ChevronTexaco has committed to invest $2.5 billion of new equity in the combined company, of which $1.5 billion will be invested in Dynegy immediately in order to finance Dynegy's equity infusion into Enron. The balance of ChevronTexaco's equity purchase will be made at closing. The pro forma combined balance sheet of the new company will be strong and provide adequate credit strength to execute its strategic plans.
Dynegy will use the initial $1.5 billion to acquire preferred stock and other rights in an Enron subsidiary that owns the Northern Natural Gas pipeline. The funds will provide Enron with additional cash liquidity to support its operations. In the event that the merger is not completed, Dynegy will have the right to acquire 100 percent of the equity in the Northern Natural Gas subsidiary, thus providing Dynegy with the full value of its investment. ChevronTexaco will be granted rights to purchase an additional $1.5 billion in Dynegy common stock over a period of up to three years from merger completion.
The business combination will be accounted for as a purchase of Enron by Dynegy. At closing, Dynegy will adjust the historical book value of Enron's assets and liabilities to their respective fair values.
The merger is expected to be strongly accretive to Dynegy earnings in the first year and thereafter. With this transaction, Dynegy management establishes its conservative initial guidance for 2002 for the combined companies on a full-year pro forma 2002 basis of $3.40 to $3.50 recurring diluted earnings per share. This represents accretion of 35 percent or $0.90 to $0.95 per share to current Dynegy shareholders before taking into account expected merger synergies and cost savings. While Dynegy continues to evaluate areas for potential synergies, management estimates that the combined company will realize $400 to $500 million in recurring annual pre-tax savings as a result of the merger from the continued disposition or winding down of non-core businesses in the Enron portfolio, elimination of duplicate activities, improved operating efficiencies and lower capital costs.
It is anticipated that the combined company will adopt an initial annual dividend of $0.30 per share, subject to financial conditions, results of operations and capital requirements. It is expected that the board will review the dividend on an annual basis. The new dividend is also consistent with the company's strategic goals and would preserve capital to fund the combined company's significant growth opportunities. Given the significant growth opportunities available to the combined company, maintenance of a strong balance sheet and a solid investment grade credit rating is a top priority.

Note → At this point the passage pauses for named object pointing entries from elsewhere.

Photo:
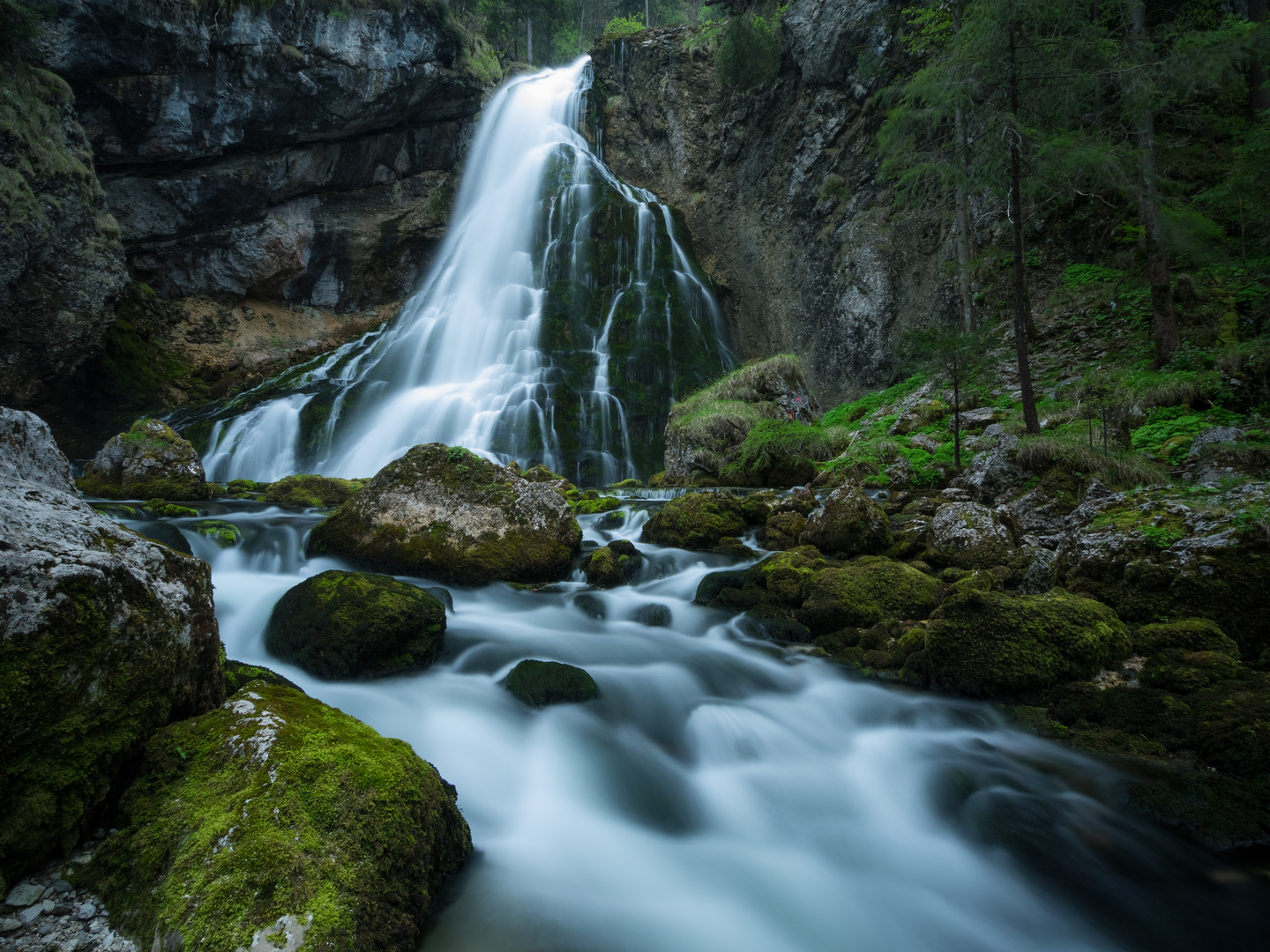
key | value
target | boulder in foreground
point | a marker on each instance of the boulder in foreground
(446, 513)
(107, 637)
(279, 816)
(355, 625)
(147, 461)
(540, 683)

The merger is conditioned, among other things, on the approval of Dynegy's and Enron's stockholders. The merger is also conditioned on approvals of the Federal Energy Regulatory Commission and the Securities and Exchange Commission, as well as expiration or termination of the Hart-Scott-Rodino waiting period.

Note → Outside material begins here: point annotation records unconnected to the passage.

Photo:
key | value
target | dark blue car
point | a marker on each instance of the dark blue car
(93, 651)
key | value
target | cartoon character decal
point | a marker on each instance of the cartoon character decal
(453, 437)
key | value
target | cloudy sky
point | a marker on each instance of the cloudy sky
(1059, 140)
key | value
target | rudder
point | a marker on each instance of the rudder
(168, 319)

The merger is expected to close by the end of the third quarter of 2002. Lehman Brothers Inc. is acting as financial advisor and Baker Botts and Akin, Gump, Strauss, Hauer & Feld are acting as counsel for Dynegy Inc. JPMorgan & Co. and Salomon Smith Barney are acting as financial advisors and Vinson & Elkins and Weil Gotshal & Manges LLP are acting as counsel for Enron Corp. Pillsbury Winthrop is acting as counsel to ChevronTexaco Corp.